Yapay koşullar altında virüs oluşturma yeteneğinin birçok anlamı olabilir. Virüse duyarlı vücutlar olduğu sürece virüs tamamen yok olamaz.
Virüsler silahtır
Maalesef bulaşıcı parazitler yıkıcı salgınlar yaratabilir, bu yüzden biyolojik silah olarak kullanılabilirler. Bu, laboratuvarda oluşturulan İspanyol gribi tarafından doğrulanır. Çiçek hastalığı başka bir örnektir. Bunun için bir aşı zaten bulundu, ancak kural olarak yalnızca sağlık çalışanları ve askeri personel aşılanıyor, bu da pratikte bu tür biyolojik silahların kullanılması durumunda nüfusun geri kalanının potansiyel risk altında olduğu anlamına geliyor.
Virüsler ve biyosfer
Şu anda hücre dışı ajanlar, Dünya gezegeninde yaşayan en fazla sayıda birey ve türü "övünebilir". Canlı organizma popülasyonlarının sayısını düzenleyerek önemli bir işlevi yerine getirirler. Çok sık hayvanlarla simbiyoz oluştururlar. Örneğin, bazı yaban arılarının zehiri, viral kaynaklı bileşenler içerir.
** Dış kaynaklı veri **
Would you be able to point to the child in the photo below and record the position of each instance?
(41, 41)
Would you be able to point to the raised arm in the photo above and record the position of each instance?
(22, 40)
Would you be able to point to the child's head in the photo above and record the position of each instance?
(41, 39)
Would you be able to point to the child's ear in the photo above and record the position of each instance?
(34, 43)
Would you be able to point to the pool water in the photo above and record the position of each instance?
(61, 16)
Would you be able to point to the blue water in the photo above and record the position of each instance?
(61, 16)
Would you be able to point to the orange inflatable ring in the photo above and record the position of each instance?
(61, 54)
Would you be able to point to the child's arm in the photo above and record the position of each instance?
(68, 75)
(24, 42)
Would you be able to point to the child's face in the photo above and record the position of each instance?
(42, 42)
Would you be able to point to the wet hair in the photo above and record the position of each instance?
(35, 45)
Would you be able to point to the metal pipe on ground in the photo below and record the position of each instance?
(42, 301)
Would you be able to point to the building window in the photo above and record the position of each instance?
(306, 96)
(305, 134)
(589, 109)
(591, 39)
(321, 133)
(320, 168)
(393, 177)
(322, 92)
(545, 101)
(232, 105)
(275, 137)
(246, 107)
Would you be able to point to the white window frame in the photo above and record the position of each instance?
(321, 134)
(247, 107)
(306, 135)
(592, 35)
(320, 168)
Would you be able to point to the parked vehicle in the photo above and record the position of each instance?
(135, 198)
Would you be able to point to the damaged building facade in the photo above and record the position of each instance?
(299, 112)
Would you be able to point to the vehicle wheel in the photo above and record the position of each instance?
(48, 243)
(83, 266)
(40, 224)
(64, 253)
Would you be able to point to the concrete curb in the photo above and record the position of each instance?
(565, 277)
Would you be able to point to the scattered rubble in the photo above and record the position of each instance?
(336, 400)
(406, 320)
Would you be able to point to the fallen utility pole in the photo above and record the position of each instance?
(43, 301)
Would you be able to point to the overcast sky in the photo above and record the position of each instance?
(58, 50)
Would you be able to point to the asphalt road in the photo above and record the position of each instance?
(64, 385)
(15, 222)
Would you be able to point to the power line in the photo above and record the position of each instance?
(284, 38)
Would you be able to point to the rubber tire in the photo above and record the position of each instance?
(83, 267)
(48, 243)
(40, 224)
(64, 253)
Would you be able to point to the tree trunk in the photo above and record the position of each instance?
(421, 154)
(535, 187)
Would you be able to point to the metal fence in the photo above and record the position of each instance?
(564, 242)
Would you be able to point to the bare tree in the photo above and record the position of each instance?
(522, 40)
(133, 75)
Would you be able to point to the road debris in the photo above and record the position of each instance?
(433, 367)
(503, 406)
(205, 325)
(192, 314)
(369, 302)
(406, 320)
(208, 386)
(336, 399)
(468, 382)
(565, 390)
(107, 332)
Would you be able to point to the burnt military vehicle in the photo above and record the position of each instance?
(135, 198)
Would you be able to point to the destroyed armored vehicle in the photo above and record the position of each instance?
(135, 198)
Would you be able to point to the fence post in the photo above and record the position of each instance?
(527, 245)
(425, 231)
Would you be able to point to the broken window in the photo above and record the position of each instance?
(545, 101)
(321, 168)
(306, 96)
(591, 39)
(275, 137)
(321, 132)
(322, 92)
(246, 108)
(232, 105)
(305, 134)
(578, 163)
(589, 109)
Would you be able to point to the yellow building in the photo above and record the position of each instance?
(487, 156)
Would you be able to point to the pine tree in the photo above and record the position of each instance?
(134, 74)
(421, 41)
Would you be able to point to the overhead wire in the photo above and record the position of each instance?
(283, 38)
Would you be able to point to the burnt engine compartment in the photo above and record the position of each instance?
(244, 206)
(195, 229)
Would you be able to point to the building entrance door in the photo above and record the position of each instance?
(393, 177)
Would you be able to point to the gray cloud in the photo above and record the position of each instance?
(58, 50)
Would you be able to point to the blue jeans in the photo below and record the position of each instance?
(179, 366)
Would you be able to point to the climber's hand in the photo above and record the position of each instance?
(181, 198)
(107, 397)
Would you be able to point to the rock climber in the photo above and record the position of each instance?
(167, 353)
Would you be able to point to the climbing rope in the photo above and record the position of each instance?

Ancak biyosferin varlığındaki asıl rolleri deniz ve okyanustaki yaşamdır.
Bir çay kaşığı deniz tuzu yaklaşık bir milyon virüs içerir. Ana amaçları, su ekosistemlerindeki yaşamı düzenlemektir. Çoğu flora ve fauna için kesinlikle zararsızdır
Ama bunların hepsi olumlu nitelikler değil. Virüsler fotosentez sürecini düzenler, bu nedenle atmosferdeki oksijen yüzdesini arttırır.